> On Wed, Mar 10, 2010 at 9:17 AM, Hans-Peter Jansen <hpj@urpla.net> wrote:
> > While this system usually operates fine, it suffers from delays, that
> > are displayed in latencytop as: "Writing page to disk: 8425,5 ms":
> >
ftp://urpla.net/lat-8.4sec.png, but we see them also in the 1.7-4.8 sec
> > range:
ftp://urpla.net/lat-1.7sec.png,
ftp://urpla.net/lat-2.9sec.png,
> >
ftp://urpla.net/lat-4.6sec.png and
ftp://urpla.net/lat-4.8sec.png.
> >
> > From other observations, this issue "feels" like it is induced by
> > single syncronisation points in the block layer, eg. if I create heavy
> > IO load on one RAID array, say resizing a VMware disk image, it can
> > take up to a minute to log in by ssh, although the ssh login does not
> > touch this area at all (different RAID arrays).
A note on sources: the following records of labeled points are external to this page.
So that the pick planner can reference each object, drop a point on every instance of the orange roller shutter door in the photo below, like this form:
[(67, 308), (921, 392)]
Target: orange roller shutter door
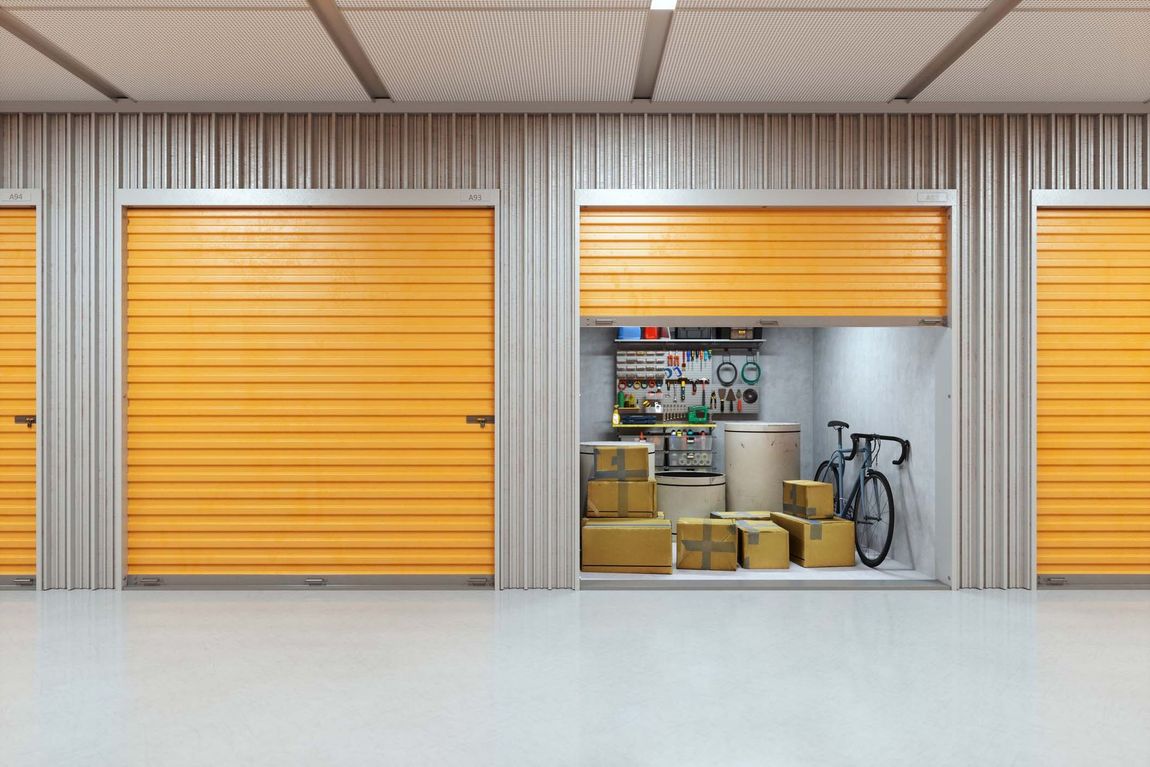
[(815, 262), (1094, 391), (298, 382), (17, 392)]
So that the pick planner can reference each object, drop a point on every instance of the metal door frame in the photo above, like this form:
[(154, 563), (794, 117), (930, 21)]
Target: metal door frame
[(32, 199), (296, 198), (783, 198), (1057, 198)]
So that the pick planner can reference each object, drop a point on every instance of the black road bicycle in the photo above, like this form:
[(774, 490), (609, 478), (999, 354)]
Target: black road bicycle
[(869, 504)]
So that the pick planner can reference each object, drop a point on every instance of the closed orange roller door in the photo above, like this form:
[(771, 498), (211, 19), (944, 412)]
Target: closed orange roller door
[(17, 391), (818, 262), (1094, 391), (297, 390)]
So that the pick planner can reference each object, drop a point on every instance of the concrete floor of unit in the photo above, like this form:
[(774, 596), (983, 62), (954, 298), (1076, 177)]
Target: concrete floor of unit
[(562, 677)]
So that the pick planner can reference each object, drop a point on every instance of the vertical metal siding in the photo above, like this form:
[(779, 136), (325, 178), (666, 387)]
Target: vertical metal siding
[(537, 160)]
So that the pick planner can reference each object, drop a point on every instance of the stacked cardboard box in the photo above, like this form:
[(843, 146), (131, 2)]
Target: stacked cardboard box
[(819, 543), (706, 544), (623, 531)]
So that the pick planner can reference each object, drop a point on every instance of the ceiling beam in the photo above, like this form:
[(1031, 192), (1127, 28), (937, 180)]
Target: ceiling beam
[(654, 41), (584, 107), (986, 21), (59, 55), (340, 32)]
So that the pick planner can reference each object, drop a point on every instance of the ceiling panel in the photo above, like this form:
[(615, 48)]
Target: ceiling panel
[(31, 76), (1053, 55), (503, 55), (774, 55), (202, 54)]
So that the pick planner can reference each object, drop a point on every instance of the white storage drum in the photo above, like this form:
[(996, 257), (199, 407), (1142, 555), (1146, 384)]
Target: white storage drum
[(690, 493), (587, 461), (759, 457)]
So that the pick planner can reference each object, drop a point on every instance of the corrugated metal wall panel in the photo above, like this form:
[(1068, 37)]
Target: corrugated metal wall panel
[(975, 154), (803, 262)]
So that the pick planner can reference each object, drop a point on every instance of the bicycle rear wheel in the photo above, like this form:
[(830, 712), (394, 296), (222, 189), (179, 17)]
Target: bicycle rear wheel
[(828, 473), (873, 509)]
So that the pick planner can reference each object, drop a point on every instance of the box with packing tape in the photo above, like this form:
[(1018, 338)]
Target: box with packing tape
[(763, 545), (761, 516), (611, 498), (706, 544), (819, 543), (813, 500), (627, 546), (625, 462)]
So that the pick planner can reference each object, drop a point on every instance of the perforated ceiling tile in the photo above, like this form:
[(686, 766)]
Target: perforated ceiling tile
[(493, 5), (1085, 5), (519, 55), (31, 76), (152, 4), (799, 55), (204, 55), (1053, 56)]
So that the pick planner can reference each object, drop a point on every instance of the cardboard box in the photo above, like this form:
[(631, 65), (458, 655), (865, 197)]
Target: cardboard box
[(819, 543), (627, 546), (813, 500), (625, 462), (761, 516), (763, 545), (611, 498), (706, 544)]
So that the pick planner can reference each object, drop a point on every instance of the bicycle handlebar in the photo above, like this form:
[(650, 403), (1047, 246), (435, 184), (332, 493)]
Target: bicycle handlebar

Note, that the
> > latencytop snapshots above are made during normal operation, not this
> > kind of load..
> >
> > Might later kernels mitigate this problem? As this is a production
> > system, that is used 6.5 days a week, I cannot do dangerous
> > experiments, also switching to 64 bit is a problem due to the legacy
> > stuff described above... OTOH, my users suffer from this, and anything
> > helping in this respect is highly appreciated.
>
> Seems like a 2.6.32 based kernel which has per-BDI writeback and "CFQ
> low latency mode" changes might help a good deal. I know that on one
> of my bigger machines (similar in specs to yours) which has a lot of
> processes which do a decent amount of IO, latency and load average has
> gone down after going to a 2.6.32 kernel from a 2.6.31 kernel (Fedora
> 11 system).
>
> Like Chris suggested, I've also heard that using the noop IO scheduler
> can work well on Areca controllers on some kernels and workloads.
> It's worth a shot and you can even try changing it at run-time.